The NIMH Collaborative Depression Study developed composite ratings to quantify treatments appropriate for unipolar depression, psychotic depression, and bipolar disorder (23). The unipolar composite antidepressant rating is a summary measure of the intensity of somatic antidepressant treatment. The rationale and method for deriving the unipolar composite antidepressant rating have been described previously (23). The unipolar composite antidepressant rating algorithms continue to be revised with the introduction of new medications and further clinical experience with existing medications. A panel of experts, drawn from NIMH Collaborative Depression Study investigators, bases the approximations of dose equivalents largely on clinical experience, since there is limited randomized clinical trial literature that provides comparisons across graduated doses of the wide variety of medications included in the unipolar composite antidepressant rating. Daily doses of different classes of somatic antidepressant therapies are rated on a scale designed to reflect the overall commitment to somatic antidepressant treatment or intensity of treatment (examples are presented in Table 1). The algorithms include rules for increased treatment intensity associated with the use of medication for augmentation. Tests of plasma levels are not incorporated in the algorithms. The unipolar composite antidepressant rating does not purport to represent biologically equivalent doses. Instead, it is an ordinal scale of treatment intensity ranging from 0 to 4. A unipolar composite antidepressant rating of 0 indicates no somatic treatment, and unipolar composite antidepressant ratings of 1 to 4 represent progressively larger doses. We acknowledge that this scale is somewhat coarse. The analyses compare broad classes of treatment intensity and are not meant for inferences regarding differences in effectiveness of two medications or two doses of any one specific medication.

Data analyses

The analyses were conducted in two stages. First, analysis of the propensity for treatment intensity examined characteristics that distinguished among those receiving various levels of somatic antidepressant treatment. A dynamic adaptation of the propensity adjustment for ordinal doses (24) was employed in a mixed-effect ordinal logistic regression model (25); MIXOR software (26) was used for this model. Unipolar composite antidepressant rating was the ordinal dependent variable, and fixed effects included several demographic and clinical variables that were hypothesized to be associated with treatment intensity, such as gender, site, socioeconomic status, age, number of prior affective episodes, and treatment intensity during the most recent prior episode and prior well period. In addition, both symptom severity (mean psychiatric status rating in the 8 weeks before commencing treatment) and trajectory of symptom severity in the 8 weeks before the change in treatment (i.e., whether psychiatric status ratings were increasing, stable, or decreasing) were entered into the model. The significance of each variable was evaluated based on −2 log likelihood difference between models with and without the additional variable. A linear combination of these variables, called the propensity score, was derived on the basis of the results of the logistic model. A subject-specific intercept was included as a random effect to account for within-subject clustering.

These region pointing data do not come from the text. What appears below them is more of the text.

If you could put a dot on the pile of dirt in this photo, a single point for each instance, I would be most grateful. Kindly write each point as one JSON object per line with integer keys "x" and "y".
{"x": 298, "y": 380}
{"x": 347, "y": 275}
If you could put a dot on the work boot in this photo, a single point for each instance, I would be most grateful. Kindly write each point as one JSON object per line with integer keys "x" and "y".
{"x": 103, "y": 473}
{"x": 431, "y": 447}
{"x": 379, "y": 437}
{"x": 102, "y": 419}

Treatment effectiveness analyses were then conducted with a mixed-effect grouped-time survival model (27) of the time from the start of the course of a particular intensity of treatment until recovery from major affective episode; MIXGSUR software (28) was used for these analyses. Survival time represented the “time until recovery,” defined as the number of consecutive weeks during which treatment remained at one level of intensity during an affective episode. A survival interval terminated in one of three ways: 1) resolving of an episode, 2) a change in antidepressant treatment intensity, or 3) end of follow-up. The latter two were classified as censored and were assumed to be unrelated to time until recovery. Recovery from an episode was the target “terminal” event that ended a survival interval and was defined according to RDC as 8 consecutive weeks of no more than minimal symptoms. Thus, the survival chronometer started over with each new episode and each change in level of treatment. A subject accumulated additional survival intervals, hereafter referred to as “treatment intervals,” with each new episode and each change in treatment intensity while in an episode. The unit of analysis for both the propensity and effectiveness models was treatment interval. A separate propensity score was calculated for each treatment interval.

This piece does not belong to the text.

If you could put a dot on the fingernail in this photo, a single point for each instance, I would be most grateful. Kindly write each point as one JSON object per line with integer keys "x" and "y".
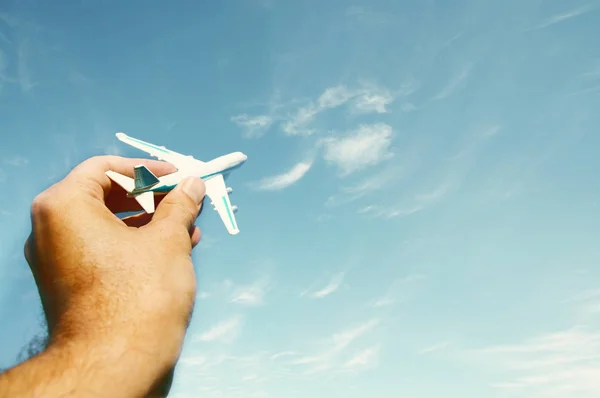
{"x": 194, "y": 187}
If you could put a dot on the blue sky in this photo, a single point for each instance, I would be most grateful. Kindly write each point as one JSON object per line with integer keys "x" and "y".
{"x": 419, "y": 212}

The treatment effectiveness analyses, which included fixed effects of treatment levels and a random effect for the subject-specific intercepts, were stratified by propensity score quintile, as recommended by Rosenbaum and Rubin (12). Thus, separate effectiveness analyses were conducted for those least likely to get aggressive somatic treatment, those somewhat more likely to get aggressive treatment, and so on. These stratified results were then pooled by using the Mantel-Haenszel procedure (described by Fleiss [29]) after evaluating the appropriateness of combining results across strata. Most important, stratum-specific results cannot be pooled if there is a significant propensity-by-treatment interaction because such an interaction would indicate that treatment effects vary across groups defined by their propensity for treatment. Mixed-effect models were used for both stages of analyses, since many subjects had multiple episodes and multiple treatment intervals within episodes. This approach allowed for within-subject variation in treatment intensity and propensity scores across treatment intervals. A two-tailed alpha level of 0.05 was used for each statistical test. According to the statistical power algorithm from Diggle et al. (30), the group size was sufficient to detect differences in response rates of about 10%–15%, with statistical power of 0.80 and a two-tailed alpha level of 0.05.

Results

Demographic and clinical characteristics are presented for the 285 subjects who met criteria for major depressive disorder at intake into the NIMH Collaborative Depression Study and had at least one prospectively observed episode (Table 2). Many of these subjects would likely have been excluded from randomized clinical trials. For instance, 15.4% had a history of serious suicide attempts, and 14.0% (N=40) were over 65 years old during the final treatment interval examined in these analyses. Among these subjects, the number of affective episodes that commenced after intake into the NIMH Collaborative Depression Study ranged from 1 to 18 (mean=3.2, median=2.0, SD=2.9).

The demographic and clinical characteristics of these 285 subjects were compared with the 146 subjects who presented with major depressive disorder at intake into the NIMH Collaborative Depression Study but were excluded from the analyses because they did not have at least two prospectively observed episodes. Those who were included were younger than those excluded (mean=37.2 [SD=14.7] versus 41.3 [SD=15.1] years, respectively) (t=2.40, df=429, p<0.02), and the included group was overrepresented by women (64.2% versus 53.4%) (χ²=4.26, df=1, p<0.04). However, included and excluded subjects did not differ with regard to marital status (χ²=4.42, df=2, p=0.11), site (χ²=4.75, df=4, p=0.31), social class (Mann-Whitney p=0.53), inpatient status (χ²=0.38, df=1, p=0.54), intake Global Assessment Scale score (t=0.45, df=425, p=0.66), or intake Hamilton depression scale score (t=0.31, df=414, p=0.76).

Since either a new episode or a change in treatment intensity while in an episode designated a new treatment interval, the number of treatment intervals (mean=11.0 [SD=11.6], median=8.0, range=1–65) almost always exceeded the number of affective episodes for each subject. The propensity and effectiveness analyses included 3,141 observations (i.e., treatment intervals) for these 285 subjects. The median follow-up time was 17 years (mean=14.3, SD=5.4) and ranged from 6 months to 20 years after intake into the NIMH Collaborative Depression Study. The data span from 1978 through 1999.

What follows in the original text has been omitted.